This year has been a record for companies floating on the stock market – with more than 100 firms listing in London.
Companies stood brave in the face of the pandemic and the number that floated was more than the two previous years combined.
The boom came despite grim predictions that the City would lose its status as Europe’s premier financial centre after Brexit.
Cheers: Darktrace boss Poppy Gustafsson (far right) celebrated but Deliveroo’s Will Shu (centre) and Pension Bee’s Romi Savova (above left) had much to ponder
The flurry of floats created big windfalls for a handful of fortunate entrepreneurs, but not all have delivered a good performance for share buyers.
Poppy Gustafsson, 39, the chief executive at tech giant Darktrace, has been one of the winners after its shares took off since its listing in April.
But another of the UK’s leading young businesswomen has been less lucky. Shares in Pension Bee, run by 35-yearold former investment banker Romi Savova have dived as investors and fund managers question whether the pensions app will ever turn a profit.
More than 50 companies listed in London on the main market, the most in any year since 2017. Initial Public Offerings (IPOs) on the junior AIM market have also dramatically increased, jumping from 16 in 2020 to 55 in 2021, the highest number since 2014.

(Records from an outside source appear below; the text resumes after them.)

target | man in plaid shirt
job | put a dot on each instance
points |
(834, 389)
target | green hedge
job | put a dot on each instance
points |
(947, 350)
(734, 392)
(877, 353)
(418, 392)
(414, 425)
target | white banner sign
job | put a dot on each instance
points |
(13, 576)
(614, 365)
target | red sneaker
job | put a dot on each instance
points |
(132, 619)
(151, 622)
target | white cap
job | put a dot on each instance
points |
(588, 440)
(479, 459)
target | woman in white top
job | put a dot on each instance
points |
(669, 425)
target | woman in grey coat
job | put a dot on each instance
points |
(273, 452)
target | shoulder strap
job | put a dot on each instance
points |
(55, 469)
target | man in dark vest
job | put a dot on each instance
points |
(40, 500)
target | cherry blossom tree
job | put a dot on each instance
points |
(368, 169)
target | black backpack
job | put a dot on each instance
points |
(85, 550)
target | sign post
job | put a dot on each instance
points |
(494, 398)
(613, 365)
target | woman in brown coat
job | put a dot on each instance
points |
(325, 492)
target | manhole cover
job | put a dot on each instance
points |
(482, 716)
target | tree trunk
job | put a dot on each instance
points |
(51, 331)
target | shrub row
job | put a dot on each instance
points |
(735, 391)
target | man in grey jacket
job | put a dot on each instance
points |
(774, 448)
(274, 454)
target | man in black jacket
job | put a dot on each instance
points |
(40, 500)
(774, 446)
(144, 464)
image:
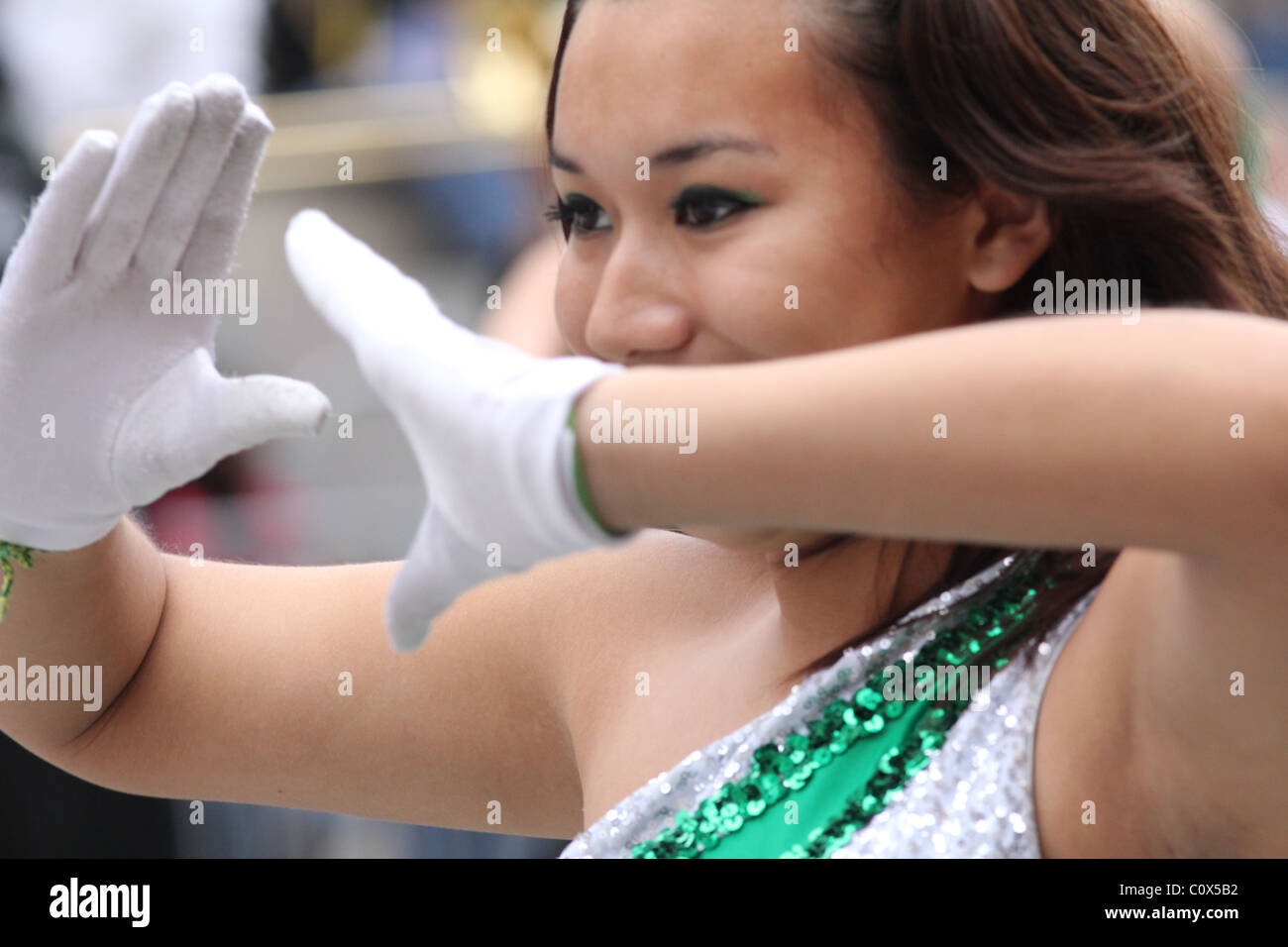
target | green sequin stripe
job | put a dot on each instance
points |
(11, 553)
(983, 633)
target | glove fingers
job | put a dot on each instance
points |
(143, 162)
(365, 296)
(191, 418)
(219, 103)
(210, 252)
(48, 247)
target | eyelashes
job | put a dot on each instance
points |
(697, 208)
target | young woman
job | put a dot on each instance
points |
(841, 201)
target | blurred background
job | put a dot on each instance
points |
(417, 125)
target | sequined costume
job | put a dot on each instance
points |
(846, 767)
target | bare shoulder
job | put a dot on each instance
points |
(1164, 711)
(634, 598)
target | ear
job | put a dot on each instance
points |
(1008, 234)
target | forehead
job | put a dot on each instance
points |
(640, 73)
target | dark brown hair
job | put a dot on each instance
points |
(1127, 145)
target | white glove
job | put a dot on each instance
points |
(488, 425)
(103, 403)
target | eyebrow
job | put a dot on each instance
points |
(681, 154)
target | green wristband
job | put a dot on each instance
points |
(11, 553)
(579, 474)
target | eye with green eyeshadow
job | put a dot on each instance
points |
(700, 205)
(697, 208)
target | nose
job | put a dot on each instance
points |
(639, 313)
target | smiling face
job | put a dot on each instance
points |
(751, 189)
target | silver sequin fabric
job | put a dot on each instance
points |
(973, 799)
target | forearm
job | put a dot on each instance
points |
(1054, 432)
(93, 607)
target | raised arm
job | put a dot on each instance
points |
(1042, 432)
(277, 686)
(220, 682)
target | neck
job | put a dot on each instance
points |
(845, 585)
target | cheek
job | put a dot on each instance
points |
(574, 296)
(798, 285)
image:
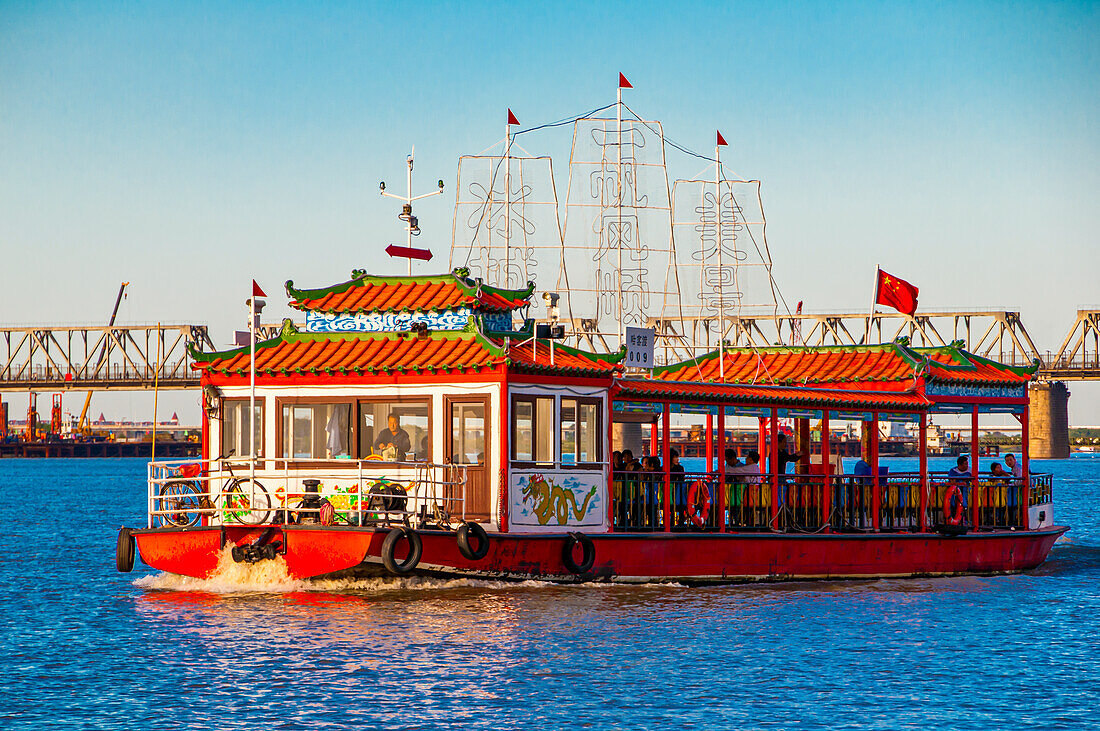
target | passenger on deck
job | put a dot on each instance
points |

Financial services firms topped the rankings, while tech companies also did well as Chancellor Rishi Sunak slashed regulation in a bid to stop entrepreneurs floating their firms in the US. Here are some of the champs – and a few of the chumps.
Boss: William Jackson
Date floated: July
Up: 37 per cent
Their predatory ways may have attracted criticism but shares in listed private equity firms have performed well over the past couple of years.
Bridgepoint has been no different. Its shares soared on their debut and have been moving higher ever since.
Founded in 2000 by David Shaw and William Jackson after a management buyout from Natwest Equity Partners, Bridgepoint raised £300m at its IPO.
That valued it at £3.7billion at the time, netting multiple millions for its 144 partners and top executives who own 80 per cent.